The puffed barely turned out to be crispy cracker-like things stuck into the pudding.  I really liked these, since, as I've mentioned, I'm all about textures.  I liked actually slathering a crispy thing with some pudding, and eating it that way.  There was also a crumble that I believe was made from the barley and rye.  Interestingly, these components had salt to them.  I liked it.  Sweet and salty, always a good thing in my book.

Finally, the carrot sorbet.  It had an intense carrot flavor and was quite refreshing.  It was needed against the rich pudding.  The garnish was also carrot (greens).

Overall, this was certainly an interesting dessert, and I can see the care that went into crafting it, but, it still wasn't quite balanced for me.  Yes, it had creamy pudding, icy sorbet, and crunchy crispy things, and it had refreshing sorbet to balance the rich pudding, but ... it still wasn't quite right for me.  However, it was my favorite of the desserts.
Mignardises: Coconut Caramel, Coffee Marshmallow.
And, last but not least, after our desserts, we were delivered a little tray of candies, individually wrapped.  There were two types of treats - coffee marshmallows and coconut caramels, one of each for each of us.  I was pretty stuffed, and happily full of sweets, so I threw mine (and the unclaimed extras!) into my purse to enjoy the next morning.

As an aside, I really love it when I get to take something home, as it makes the next day special too.  And obviously, I don't just mean leftovers!  For example, there are places like The French Laundry that send you out the door with cookies and chocolates, or, as I prefer, places that send me with baked goods for the next morning like the kouign amann from Cyrus.  Since Cadence is not a zillion course tasting menu like those aforementioned places, I certainly wasn't expecting a take-home item, and these were just small tokens, but, still, I loved having them as a reminder of my meal, and a tasty treat, the next morning.

Both items went perfectly with my morning cup of coffee.  The coconut caramels were really fascinating, a perfect chewy texture, nice and smooth.  I loved the coconut flavor in them.

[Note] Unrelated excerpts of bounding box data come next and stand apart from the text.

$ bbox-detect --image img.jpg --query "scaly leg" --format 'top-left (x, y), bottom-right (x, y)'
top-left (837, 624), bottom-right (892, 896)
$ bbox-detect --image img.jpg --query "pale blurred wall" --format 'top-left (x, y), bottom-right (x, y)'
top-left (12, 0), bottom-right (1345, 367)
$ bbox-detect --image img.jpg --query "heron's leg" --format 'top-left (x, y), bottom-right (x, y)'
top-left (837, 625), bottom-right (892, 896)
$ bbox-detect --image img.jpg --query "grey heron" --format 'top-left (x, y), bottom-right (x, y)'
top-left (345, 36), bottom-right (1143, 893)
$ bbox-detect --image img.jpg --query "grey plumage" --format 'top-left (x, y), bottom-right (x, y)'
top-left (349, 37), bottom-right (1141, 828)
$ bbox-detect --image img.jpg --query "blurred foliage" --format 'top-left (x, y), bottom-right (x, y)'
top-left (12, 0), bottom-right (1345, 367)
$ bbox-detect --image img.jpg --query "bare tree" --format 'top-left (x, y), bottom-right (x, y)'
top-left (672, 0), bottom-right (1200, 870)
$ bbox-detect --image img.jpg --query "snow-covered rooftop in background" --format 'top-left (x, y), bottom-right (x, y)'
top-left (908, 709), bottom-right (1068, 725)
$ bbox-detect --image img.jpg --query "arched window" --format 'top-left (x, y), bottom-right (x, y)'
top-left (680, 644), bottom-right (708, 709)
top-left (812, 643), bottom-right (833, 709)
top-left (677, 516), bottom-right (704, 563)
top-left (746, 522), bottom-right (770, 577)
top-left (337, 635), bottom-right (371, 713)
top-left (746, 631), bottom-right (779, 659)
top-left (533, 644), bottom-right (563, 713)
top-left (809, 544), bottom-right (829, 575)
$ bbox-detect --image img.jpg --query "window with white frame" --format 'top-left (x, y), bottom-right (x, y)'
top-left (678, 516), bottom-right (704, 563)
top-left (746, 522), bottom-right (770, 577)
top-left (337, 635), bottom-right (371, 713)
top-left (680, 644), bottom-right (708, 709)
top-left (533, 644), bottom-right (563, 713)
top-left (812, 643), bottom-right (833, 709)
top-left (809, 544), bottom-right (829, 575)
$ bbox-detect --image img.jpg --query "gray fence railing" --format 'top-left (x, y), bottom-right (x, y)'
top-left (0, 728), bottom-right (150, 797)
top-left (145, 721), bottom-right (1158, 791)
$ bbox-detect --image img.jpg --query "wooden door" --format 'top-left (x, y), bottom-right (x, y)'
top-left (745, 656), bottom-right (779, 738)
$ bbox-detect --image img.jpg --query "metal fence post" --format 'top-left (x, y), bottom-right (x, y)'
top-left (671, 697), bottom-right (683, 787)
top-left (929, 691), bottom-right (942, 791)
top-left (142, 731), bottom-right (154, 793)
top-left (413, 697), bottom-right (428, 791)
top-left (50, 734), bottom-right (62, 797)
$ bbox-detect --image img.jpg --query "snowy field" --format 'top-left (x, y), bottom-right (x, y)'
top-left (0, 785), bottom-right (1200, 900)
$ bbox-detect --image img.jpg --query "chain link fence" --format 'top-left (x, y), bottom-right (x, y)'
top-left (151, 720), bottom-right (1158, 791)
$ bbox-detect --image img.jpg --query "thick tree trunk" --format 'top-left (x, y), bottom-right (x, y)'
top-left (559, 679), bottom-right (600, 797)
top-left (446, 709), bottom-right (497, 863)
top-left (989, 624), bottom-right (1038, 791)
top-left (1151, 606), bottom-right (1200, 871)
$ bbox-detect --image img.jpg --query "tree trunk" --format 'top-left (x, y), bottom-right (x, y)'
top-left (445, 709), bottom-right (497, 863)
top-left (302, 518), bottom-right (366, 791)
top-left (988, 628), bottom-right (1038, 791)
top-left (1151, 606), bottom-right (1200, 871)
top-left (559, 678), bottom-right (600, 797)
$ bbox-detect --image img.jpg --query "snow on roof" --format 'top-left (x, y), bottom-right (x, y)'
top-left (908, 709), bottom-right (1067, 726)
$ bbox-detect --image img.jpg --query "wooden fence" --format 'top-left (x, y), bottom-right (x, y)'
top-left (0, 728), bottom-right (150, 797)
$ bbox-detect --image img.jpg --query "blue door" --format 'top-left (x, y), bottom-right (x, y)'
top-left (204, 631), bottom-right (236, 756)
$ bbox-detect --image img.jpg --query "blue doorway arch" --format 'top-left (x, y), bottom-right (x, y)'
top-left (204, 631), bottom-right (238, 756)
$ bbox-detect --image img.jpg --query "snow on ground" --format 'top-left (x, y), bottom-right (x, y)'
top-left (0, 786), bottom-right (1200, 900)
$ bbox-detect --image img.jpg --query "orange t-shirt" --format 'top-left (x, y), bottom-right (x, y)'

The marshmallow was just ok.  Maybe I'm just over the fancy marshmallow trend (like the plain ones from Bécasse Bakery in Sydney, the fruity ones from The Bazaar down in Los Angeles, the intense strawberry one from Biscuit Bender, and the really awesome root beer marshmallows from Tout Sweet) .  It had a slight coffee flavor, and was nicely soft and fresh, but, meh, just a marshmallow.